Die Vierschanzentournee der Skispringer ist reich an Rekorden. Sven Hannawald mit seinem Gesamtsieg 2001/2002 ist noch immer der einzige Starter, der alle vier Springen gewann. Der jüngste Sieger heißt Toni Nieminen, der 1991/92 mit 16 Jahren und 220 Tagen triumphierte. Sepp Bradl hält die Bestmarke für den ältesten Springer auf dem Podest, als er 1956 mit 38 Jahren Zweiter wurde.
Der 65. Auflage, die am Freitag mit dem Auftaktspringen in Oberstdorf beginnt, droht eine Überdosis Prevc. Drei Brüder starten von der Schattenbergschanze: Peter, Cene und Domen.
Sie stammen aus dem slowenischen Krainburg (Kranj), rund 20 Kilometer von der österreichischen Grenze entfernt. Charakterlich haben sie die ganze Palette zu bieten: Domen, der Draufgänger, Peter der Schweiger und Cene irgendwo dazwischen.

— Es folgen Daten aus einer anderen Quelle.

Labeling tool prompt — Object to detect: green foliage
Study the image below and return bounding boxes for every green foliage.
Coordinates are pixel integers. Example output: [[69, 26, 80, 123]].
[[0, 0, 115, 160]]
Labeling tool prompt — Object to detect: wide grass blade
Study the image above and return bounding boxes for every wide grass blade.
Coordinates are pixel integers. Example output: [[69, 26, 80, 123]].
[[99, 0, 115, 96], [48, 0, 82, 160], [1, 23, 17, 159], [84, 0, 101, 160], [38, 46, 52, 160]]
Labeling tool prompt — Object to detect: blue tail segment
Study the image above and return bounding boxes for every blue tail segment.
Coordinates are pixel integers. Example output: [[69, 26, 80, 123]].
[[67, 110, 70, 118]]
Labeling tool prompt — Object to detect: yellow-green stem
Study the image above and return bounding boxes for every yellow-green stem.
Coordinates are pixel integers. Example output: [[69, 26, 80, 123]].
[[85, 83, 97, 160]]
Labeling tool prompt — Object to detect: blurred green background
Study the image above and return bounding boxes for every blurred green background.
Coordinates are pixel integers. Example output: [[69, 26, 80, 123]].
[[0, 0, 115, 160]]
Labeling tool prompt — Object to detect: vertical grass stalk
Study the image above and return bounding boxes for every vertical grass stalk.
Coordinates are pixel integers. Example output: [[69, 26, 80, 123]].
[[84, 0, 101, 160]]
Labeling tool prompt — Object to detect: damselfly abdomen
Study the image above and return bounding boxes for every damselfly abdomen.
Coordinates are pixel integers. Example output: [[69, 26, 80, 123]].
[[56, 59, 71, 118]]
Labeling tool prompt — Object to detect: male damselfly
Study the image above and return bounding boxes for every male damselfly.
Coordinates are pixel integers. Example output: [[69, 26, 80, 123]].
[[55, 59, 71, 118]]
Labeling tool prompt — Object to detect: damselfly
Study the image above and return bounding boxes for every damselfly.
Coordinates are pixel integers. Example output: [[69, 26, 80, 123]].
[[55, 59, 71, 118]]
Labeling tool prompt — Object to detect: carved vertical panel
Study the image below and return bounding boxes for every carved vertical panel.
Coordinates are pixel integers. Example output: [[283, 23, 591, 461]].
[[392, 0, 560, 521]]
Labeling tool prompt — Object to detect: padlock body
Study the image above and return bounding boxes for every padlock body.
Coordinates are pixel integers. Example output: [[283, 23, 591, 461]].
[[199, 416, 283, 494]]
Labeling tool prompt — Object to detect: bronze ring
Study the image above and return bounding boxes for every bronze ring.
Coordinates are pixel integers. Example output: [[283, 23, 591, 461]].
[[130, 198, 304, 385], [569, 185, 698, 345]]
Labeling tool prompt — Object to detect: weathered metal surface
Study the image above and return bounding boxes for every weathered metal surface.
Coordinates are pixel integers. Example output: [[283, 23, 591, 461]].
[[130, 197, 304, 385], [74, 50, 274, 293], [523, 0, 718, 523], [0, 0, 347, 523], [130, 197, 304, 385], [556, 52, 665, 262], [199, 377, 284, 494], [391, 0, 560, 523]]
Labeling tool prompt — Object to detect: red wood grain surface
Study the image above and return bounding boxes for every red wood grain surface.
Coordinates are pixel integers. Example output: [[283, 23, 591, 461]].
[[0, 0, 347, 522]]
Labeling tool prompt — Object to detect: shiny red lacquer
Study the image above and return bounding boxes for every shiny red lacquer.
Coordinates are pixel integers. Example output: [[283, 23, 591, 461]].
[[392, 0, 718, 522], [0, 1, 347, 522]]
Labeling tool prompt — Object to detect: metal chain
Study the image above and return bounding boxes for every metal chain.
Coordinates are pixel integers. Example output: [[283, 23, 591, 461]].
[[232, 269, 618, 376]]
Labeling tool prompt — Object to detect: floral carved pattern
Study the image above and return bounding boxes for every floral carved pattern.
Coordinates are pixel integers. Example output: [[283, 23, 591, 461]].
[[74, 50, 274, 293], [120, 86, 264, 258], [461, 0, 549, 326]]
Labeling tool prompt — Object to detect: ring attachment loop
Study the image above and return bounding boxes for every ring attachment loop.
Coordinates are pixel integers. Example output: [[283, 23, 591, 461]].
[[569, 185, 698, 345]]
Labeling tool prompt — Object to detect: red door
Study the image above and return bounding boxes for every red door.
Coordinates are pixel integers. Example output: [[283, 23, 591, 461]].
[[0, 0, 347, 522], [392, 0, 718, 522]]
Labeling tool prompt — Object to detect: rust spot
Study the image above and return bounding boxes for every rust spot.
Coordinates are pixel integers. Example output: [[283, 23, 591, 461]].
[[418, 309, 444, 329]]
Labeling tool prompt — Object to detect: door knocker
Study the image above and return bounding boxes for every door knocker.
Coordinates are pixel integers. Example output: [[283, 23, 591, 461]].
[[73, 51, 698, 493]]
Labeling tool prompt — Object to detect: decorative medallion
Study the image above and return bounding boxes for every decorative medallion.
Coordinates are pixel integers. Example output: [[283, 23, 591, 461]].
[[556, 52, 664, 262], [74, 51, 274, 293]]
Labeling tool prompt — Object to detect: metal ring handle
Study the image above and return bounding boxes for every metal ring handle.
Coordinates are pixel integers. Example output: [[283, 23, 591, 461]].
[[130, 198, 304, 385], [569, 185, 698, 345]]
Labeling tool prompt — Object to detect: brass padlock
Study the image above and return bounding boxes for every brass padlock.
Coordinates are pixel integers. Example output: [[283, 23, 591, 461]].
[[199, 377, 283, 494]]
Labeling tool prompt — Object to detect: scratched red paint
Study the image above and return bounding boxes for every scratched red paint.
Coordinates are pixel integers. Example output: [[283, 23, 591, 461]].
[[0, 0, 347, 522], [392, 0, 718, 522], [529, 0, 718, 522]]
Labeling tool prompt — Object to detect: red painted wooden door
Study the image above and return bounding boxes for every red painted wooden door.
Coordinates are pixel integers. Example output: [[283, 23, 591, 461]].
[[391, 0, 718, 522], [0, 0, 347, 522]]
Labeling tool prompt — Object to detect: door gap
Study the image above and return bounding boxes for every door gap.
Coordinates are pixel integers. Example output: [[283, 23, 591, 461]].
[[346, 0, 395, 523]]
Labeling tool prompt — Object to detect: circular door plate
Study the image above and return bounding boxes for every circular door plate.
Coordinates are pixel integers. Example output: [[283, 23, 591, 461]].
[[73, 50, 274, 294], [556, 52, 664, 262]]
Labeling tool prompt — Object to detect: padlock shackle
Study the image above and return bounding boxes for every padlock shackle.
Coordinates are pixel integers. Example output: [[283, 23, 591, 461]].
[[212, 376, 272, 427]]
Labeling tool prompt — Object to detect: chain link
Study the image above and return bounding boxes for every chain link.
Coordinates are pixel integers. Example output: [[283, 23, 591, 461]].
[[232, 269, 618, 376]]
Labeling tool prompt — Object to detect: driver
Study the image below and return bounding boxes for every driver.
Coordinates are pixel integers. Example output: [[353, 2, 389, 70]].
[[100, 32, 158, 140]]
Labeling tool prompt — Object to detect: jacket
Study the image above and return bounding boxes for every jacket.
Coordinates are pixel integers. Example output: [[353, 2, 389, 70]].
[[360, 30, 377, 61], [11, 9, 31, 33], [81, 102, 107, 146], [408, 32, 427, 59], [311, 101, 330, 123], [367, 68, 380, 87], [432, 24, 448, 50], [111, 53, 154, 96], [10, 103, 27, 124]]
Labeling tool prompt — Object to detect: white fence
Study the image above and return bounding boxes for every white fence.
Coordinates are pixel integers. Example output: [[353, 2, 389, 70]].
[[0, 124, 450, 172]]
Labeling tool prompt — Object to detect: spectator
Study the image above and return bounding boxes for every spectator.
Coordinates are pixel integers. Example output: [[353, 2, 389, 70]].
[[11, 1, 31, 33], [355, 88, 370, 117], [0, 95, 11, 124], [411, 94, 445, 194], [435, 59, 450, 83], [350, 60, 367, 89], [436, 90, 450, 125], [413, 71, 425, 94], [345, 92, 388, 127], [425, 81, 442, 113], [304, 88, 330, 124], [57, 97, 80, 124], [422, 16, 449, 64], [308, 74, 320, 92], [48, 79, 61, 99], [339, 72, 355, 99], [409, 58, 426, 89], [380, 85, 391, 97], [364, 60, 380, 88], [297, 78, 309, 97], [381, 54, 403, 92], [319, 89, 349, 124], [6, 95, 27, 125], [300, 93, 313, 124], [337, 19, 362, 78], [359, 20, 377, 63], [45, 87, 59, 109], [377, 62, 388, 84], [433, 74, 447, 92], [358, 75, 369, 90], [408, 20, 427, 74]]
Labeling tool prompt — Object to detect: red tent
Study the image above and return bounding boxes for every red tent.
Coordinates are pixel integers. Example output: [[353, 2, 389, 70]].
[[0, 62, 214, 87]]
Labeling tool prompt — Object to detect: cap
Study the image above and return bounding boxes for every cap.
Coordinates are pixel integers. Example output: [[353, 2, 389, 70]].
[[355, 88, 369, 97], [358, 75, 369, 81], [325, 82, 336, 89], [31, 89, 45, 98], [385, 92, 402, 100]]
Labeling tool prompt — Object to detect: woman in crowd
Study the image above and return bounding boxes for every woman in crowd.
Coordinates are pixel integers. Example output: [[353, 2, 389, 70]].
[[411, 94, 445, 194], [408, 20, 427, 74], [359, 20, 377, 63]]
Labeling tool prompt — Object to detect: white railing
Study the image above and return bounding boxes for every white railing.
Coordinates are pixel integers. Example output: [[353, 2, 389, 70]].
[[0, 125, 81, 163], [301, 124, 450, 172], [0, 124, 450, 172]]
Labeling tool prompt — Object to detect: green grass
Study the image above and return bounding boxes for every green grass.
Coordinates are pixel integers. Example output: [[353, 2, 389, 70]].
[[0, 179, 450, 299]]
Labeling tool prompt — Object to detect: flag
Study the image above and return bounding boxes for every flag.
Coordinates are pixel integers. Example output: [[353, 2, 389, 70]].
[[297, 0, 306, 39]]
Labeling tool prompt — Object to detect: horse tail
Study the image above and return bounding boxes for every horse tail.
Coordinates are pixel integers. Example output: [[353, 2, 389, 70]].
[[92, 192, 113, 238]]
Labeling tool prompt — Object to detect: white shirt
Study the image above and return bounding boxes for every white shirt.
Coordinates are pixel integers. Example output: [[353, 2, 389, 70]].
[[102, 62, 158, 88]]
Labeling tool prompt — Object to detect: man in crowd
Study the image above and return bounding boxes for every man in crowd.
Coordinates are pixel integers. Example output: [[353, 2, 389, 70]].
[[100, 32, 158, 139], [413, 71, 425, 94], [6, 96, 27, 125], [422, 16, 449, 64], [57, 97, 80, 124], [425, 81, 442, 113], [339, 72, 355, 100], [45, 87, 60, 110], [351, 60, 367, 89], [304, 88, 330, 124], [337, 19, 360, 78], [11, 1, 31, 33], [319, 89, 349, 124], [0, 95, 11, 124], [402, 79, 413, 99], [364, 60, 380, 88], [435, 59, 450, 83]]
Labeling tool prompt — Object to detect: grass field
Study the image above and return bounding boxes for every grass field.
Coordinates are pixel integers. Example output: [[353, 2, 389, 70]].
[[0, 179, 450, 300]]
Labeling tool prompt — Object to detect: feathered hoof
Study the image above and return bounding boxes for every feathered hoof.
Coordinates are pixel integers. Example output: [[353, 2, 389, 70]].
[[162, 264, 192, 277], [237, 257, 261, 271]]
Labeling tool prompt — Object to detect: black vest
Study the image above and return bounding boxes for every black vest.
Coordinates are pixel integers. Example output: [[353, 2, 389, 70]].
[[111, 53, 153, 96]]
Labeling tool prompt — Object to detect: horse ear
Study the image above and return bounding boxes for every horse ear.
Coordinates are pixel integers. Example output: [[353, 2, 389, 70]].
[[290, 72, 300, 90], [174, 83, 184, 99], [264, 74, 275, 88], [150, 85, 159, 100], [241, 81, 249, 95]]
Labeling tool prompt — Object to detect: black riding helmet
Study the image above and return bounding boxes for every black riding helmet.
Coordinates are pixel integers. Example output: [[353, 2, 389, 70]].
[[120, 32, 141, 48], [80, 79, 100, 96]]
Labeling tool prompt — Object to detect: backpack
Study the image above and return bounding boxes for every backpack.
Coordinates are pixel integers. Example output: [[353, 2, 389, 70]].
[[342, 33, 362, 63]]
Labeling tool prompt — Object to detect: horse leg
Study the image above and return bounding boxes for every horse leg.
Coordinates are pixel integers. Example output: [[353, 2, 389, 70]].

Schattenbergschanze in Oberstdorf mit Brüdern Prevc
Für den größten Wirbel sorgt der Jüngste im Trio, Domen Prevc. Mit vier Saisonsiegen im Weltcup und der Führung in der Gesamtwertung zählt der 17-Jährige zu den Favoriten auf den Gesamtsieg. Nicht nur die Ergebnisse, vor allem der Sprungstil des Draufgängers bereitet der Konkurrenz Kopfzerbrechen. Bundestrainer Werner Schuster erklärt die Technik: „Er ist der Einzige im Moment, der die Ski flach und nah beim Körper halten kann. Dadurch bekommt er ein System zusammen, das noch mal effizienter ist vom Flugkörper her.“
Die Erwartungen aus der Heimat oder die Kulisse mit über 25.000 Zuschauern in Oberstdorf an der Schattenbergschanze interessieren ihn offenbar nicht. „Mein Kopf ist frei. Ich spüre nicht, dass man von mir besondere Dinge erwartet. Wenn ich gewinne, ist es okay, wenn nicht, fahre ich halt nach Hause. Ich habe keinen Druck, Erster zu sein“, sagt Domen Prevc.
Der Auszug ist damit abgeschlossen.